I’ve explored this idea of “never enough” off and on for years, both formally and informally. The bottom line truth that I know for certain is that nobody ever wins in the comparison game.
Whether you are comparing misery (ie: my loss is greater than yours) or wealth and acquisitions (there is ALWAYS somebody who has more than you, or something you don’t have) or bodies (body satisfaction underlies many of our self-esteem challenges and issues of self-worth), nobody wins in the comparison game. Nobody.
In fact, the only way to WIN the game is to choose to not play at all. So, what does that look like?

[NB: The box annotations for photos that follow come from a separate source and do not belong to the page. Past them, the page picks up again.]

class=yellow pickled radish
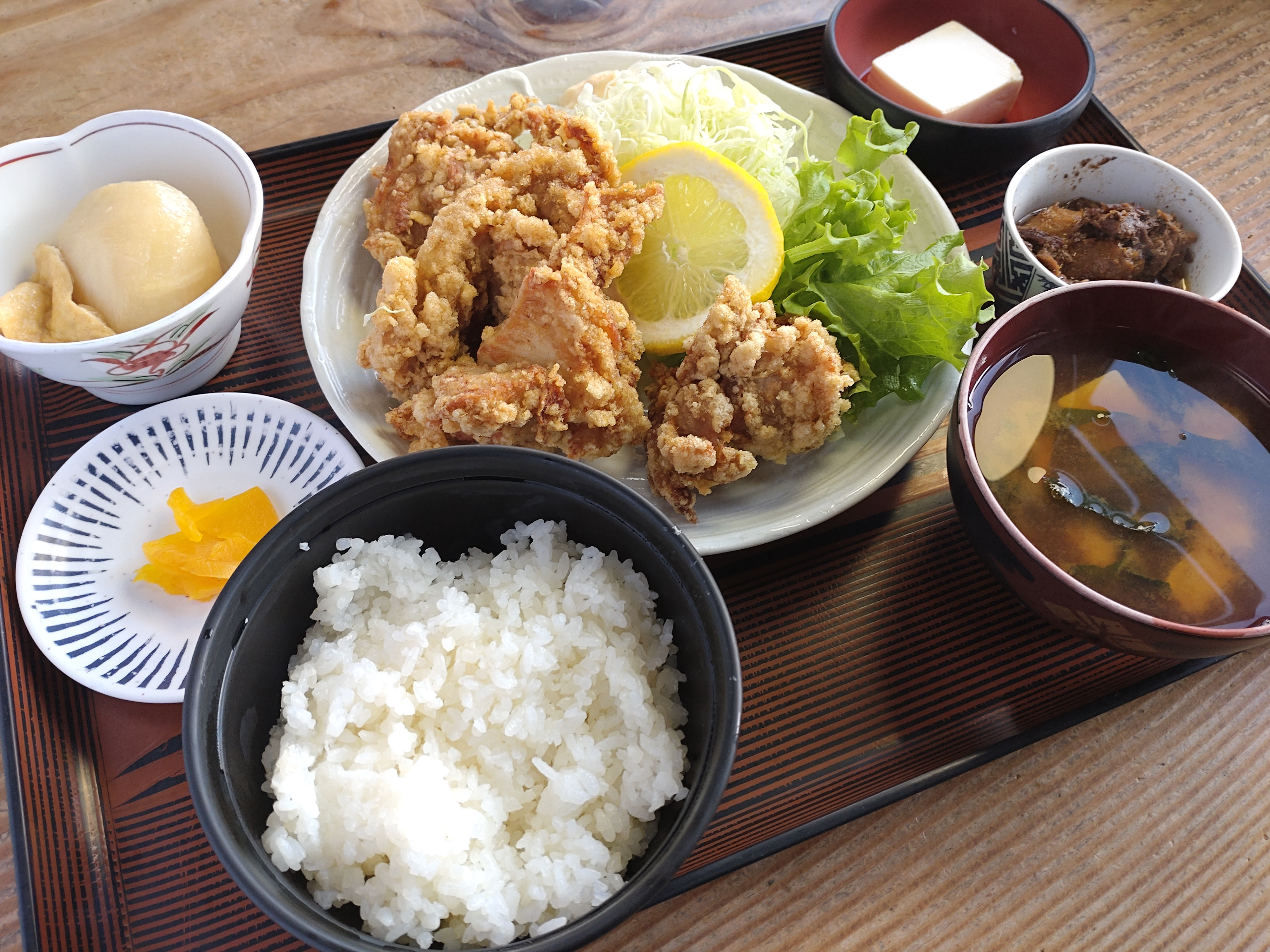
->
[133,486,278,602]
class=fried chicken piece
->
[387,363,569,452]
[644,363,758,523]
[389,259,649,459]
[362,103,519,267]
[645,277,857,522]
[357,255,460,400]
[358,145,664,400]
[363,94,620,267]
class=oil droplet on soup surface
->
[972,336,1270,628]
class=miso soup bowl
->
[0,109,264,404]
[182,447,740,952]
[947,281,1270,658]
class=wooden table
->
[0,0,1270,952]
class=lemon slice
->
[613,142,785,354]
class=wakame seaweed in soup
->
[972,331,1270,628]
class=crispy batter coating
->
[389,259,649,459]
[645,277,857,522]
[358,96,664,458]
[363,94,620,267]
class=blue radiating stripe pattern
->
[24,395,361,699]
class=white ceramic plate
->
[15,393,362,703]
[300,51,958,555]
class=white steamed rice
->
[263,520,687,948]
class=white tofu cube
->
[867,20,1024,122]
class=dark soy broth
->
[970,331,1270,628]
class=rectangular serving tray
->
[0,28,1270,952]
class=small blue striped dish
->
[17,393,362,703]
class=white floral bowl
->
[993,142,1243,312]
[0,109,264,404]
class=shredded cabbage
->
[573,60,812,225]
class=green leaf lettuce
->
[772,110,993,419]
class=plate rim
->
[300,50,960,555]
[14,391,366,704]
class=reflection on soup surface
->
[972,336,1270,628]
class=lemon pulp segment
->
[613,142,785,354]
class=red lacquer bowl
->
[947,281,1270,658]
[824,0,1095,179]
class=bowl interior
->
[833,0,1091,122]
[0,113,251,293]
[193,447,739,948]
[956,282,1270,637]
[1005,145,1243,298]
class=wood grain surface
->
[0,0,1270,952]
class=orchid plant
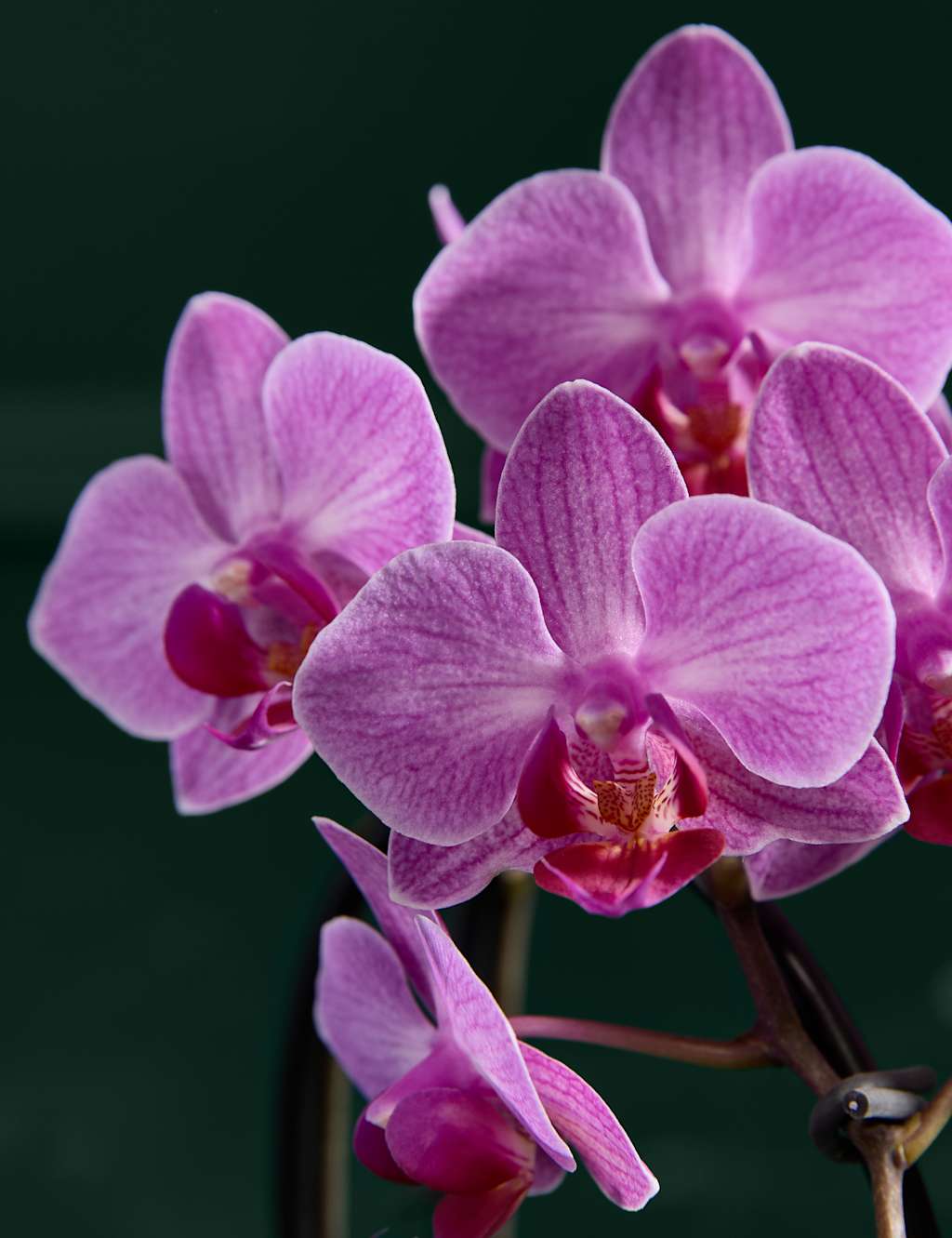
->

Well, in some ways, it looks like the two quotes I shared above. Many thought leaders and spiritual teachers talk about acceptance, gratitude, and mindfulness. (Heck, I’m one of them!) But those words can be idealistic and amorphous, and can also create opportunities for the comparison habit to edge it’s way back in (ie: I must not be grateful enough, because s/he looks so much happier than I am). So, even though they are helpful to understand, they’re not always active or directive behaviors you can engage in and put into practice. So, what can you actually do?
Here’s one idea:
When the words should, could, would, enough, more, better, and/or worse (as well as “when” and “if”) enter your thoughts or statements – take pause. Take pause long enough to assess whether you are making a statement of comparison. Are you comparing yourself or your situation to someone else’s or some societal standard? Are you comparing someone else’s behavior to your own? If so, stop. Stop right there, because you won’t win. Not winning looks like: frustration, anger, jealousy, envy, sadness, despair, and desperation, to name a few. And nobody wants that.
Stopping is the first step. The second step is engaging in a positive practice to replace the habit of comparison. This involves identifying what brings you joy, such as: I love my house. Or if that’s too big: I love my bed. Or my garden. Or my feet. Or my nose. Or my dog. Or my brain. Or my….life. You get the idea.
So, the next time you think the ‘grass is greener’ somewhere else, take pause, double-check your words, and then look around you. Then perhaps you can see whether or not the grass you’re standing on is green, because it probably is. Green is green, and comparison is a game of shades that turns something lovely into something invisible, and sometimes harmful.